I'm new to this environment and unsure where to begin with some replication and time sync issues between two domain controllers. One (DC1) is a physical server with all the FSMO roles, and the other (DC2) is a virtual server running on DC1. When I run 'dcdiag' on DC1, I see several troubling errors regarding replication failures and time discrepancies. The errors indicate that DC2 seems unavailable, and some are pointing to Kerberos issues and time differences between servers. I've tried adjusting GPOs and running various time commands, but I'm still stuck. Any advice would be greatly appreciated!
3 Answers
It sounds like you might need to clarify which server has the accurate time and what NTP server you're targeting. If this is a production environment, consider removing DC2 since it appears to be causing more issues than it's worth. It's not doing its job and doesn't hold any FSMO roles. Just be cautious if you decide to go that route!

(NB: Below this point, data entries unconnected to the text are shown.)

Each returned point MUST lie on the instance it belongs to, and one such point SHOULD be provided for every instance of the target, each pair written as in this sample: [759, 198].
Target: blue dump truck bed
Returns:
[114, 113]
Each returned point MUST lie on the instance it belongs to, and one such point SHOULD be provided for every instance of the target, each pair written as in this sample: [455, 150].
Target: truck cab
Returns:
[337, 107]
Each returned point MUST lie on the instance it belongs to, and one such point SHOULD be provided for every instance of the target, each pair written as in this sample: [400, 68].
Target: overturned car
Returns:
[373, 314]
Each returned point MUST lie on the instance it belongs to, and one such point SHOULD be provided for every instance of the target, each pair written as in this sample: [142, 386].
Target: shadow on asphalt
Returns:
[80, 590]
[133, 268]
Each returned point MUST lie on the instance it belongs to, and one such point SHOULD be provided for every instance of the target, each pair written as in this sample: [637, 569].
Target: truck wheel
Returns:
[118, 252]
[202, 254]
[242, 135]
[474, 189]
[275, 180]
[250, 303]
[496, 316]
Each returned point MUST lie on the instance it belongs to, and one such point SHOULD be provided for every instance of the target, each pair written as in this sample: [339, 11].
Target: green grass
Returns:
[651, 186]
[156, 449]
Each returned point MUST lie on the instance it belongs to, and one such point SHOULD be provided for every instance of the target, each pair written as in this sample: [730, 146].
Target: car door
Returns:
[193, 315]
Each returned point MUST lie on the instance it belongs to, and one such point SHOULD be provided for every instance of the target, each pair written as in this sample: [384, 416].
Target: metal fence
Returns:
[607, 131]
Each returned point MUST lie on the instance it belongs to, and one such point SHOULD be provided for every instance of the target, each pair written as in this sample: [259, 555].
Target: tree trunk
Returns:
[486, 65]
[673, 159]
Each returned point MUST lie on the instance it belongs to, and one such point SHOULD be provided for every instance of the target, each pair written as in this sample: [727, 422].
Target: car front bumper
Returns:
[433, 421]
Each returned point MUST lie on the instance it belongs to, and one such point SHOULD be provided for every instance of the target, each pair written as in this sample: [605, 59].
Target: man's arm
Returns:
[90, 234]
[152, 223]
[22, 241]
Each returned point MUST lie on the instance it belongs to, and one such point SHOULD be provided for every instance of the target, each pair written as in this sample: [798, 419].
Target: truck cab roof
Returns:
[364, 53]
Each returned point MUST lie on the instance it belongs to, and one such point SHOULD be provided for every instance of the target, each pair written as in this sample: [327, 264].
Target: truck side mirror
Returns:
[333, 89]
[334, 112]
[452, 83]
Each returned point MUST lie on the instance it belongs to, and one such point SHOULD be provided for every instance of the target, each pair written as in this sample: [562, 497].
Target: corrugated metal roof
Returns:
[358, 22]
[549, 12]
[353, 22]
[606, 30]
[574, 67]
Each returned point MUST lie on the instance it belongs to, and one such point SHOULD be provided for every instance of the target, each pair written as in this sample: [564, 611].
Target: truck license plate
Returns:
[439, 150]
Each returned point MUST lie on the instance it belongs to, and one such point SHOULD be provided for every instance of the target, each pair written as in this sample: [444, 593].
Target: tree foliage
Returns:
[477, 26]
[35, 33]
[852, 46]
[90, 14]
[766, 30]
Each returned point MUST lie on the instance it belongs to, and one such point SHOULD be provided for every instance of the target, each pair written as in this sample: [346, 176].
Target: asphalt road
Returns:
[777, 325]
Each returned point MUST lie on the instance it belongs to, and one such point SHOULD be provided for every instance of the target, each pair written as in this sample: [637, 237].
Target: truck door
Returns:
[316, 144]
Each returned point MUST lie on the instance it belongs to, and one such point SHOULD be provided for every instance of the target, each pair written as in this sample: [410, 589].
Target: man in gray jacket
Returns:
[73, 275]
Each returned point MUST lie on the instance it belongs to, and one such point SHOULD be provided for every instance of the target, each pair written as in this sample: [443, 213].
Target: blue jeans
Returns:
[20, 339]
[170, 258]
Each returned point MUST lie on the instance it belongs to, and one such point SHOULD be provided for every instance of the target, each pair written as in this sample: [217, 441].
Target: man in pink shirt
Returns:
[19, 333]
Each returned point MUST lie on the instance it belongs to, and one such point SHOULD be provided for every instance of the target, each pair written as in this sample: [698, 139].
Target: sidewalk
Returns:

Before diving deeper into your configuration, make sure to check the actual time on both servers. Sometimes the virtual machine gets behind due to resource contention. If possible, set one server as the NTP source and enable time sync with the host for the VM. Also, keep an eye on your virtual CPUs; don't overload the physical host. Just a heads up to try these basic checks before anything else!

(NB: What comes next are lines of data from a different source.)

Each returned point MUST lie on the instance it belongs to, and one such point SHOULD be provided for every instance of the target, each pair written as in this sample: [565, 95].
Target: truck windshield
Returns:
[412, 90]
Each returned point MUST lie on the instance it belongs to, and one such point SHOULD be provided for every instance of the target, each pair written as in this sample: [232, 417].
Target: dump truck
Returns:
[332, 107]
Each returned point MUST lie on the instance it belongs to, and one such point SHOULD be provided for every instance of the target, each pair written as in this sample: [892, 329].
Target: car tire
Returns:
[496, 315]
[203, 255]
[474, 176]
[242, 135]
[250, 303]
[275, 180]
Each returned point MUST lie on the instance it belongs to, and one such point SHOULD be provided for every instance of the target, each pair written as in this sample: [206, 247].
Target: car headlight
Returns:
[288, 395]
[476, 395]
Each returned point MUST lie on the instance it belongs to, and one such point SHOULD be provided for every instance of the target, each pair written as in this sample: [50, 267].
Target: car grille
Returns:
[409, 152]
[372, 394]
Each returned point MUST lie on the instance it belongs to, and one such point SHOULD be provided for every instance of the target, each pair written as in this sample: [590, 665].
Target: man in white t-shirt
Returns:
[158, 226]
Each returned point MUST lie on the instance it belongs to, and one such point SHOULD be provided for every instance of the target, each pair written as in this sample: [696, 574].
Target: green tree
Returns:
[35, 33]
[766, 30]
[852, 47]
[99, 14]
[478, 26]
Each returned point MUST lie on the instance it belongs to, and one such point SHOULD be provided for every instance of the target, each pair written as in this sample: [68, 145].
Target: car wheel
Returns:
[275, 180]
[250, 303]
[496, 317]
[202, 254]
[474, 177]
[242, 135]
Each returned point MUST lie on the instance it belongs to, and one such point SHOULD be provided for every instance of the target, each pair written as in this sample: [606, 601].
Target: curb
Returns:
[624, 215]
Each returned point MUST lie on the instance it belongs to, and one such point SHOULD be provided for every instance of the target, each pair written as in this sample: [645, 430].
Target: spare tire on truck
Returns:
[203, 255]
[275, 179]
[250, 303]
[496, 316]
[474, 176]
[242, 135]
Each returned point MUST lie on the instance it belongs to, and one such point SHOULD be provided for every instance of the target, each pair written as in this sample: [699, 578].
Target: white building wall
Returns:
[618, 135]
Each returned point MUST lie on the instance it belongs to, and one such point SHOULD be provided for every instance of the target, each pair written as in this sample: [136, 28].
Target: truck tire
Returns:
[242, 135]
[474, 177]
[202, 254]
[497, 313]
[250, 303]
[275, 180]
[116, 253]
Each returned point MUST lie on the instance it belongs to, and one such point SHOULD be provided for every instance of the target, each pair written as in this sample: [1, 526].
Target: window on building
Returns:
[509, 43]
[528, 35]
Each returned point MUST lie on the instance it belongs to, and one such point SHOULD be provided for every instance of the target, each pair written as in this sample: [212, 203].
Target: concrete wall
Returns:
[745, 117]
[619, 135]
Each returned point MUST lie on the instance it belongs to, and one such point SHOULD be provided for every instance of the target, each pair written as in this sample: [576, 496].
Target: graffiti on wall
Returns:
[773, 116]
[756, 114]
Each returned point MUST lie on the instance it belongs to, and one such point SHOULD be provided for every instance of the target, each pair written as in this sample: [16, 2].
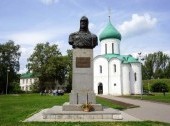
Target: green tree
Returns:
[48, 62]
[9, 59]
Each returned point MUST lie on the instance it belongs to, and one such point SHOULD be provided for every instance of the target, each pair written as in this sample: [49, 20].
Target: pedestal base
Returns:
[56, 113]
[82, 97]
[78, 107]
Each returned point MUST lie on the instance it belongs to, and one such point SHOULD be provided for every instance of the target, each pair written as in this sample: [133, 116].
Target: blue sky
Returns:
[144, 24]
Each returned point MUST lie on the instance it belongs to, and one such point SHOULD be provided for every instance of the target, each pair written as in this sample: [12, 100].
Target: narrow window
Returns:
[112, 47]
[100, 69]
[105, 48]
[135, 77]
[114, 67]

I checked the VM and host, and they both show the same time in Windows.
Check the DNS settings for both domain controllers—what are they using? Ensure that they point to each other and to localhost for backups. If they're synced to their local time sources, verify the time source with the command 'w32tm /query /source'. If everything else fails, consider demoting DC2, moving its file duties, and setting up a proper secondary DC. Good luck, it's a tricky situation!
They both have DNS configured to point to each other and themselves. I was thinking of checking the BIOS time on DC1—I'll report back what I find!
Both servers display the same time. I can't just turn off DC2 because it's also acting as our file server. Could I simply demote it to fix this?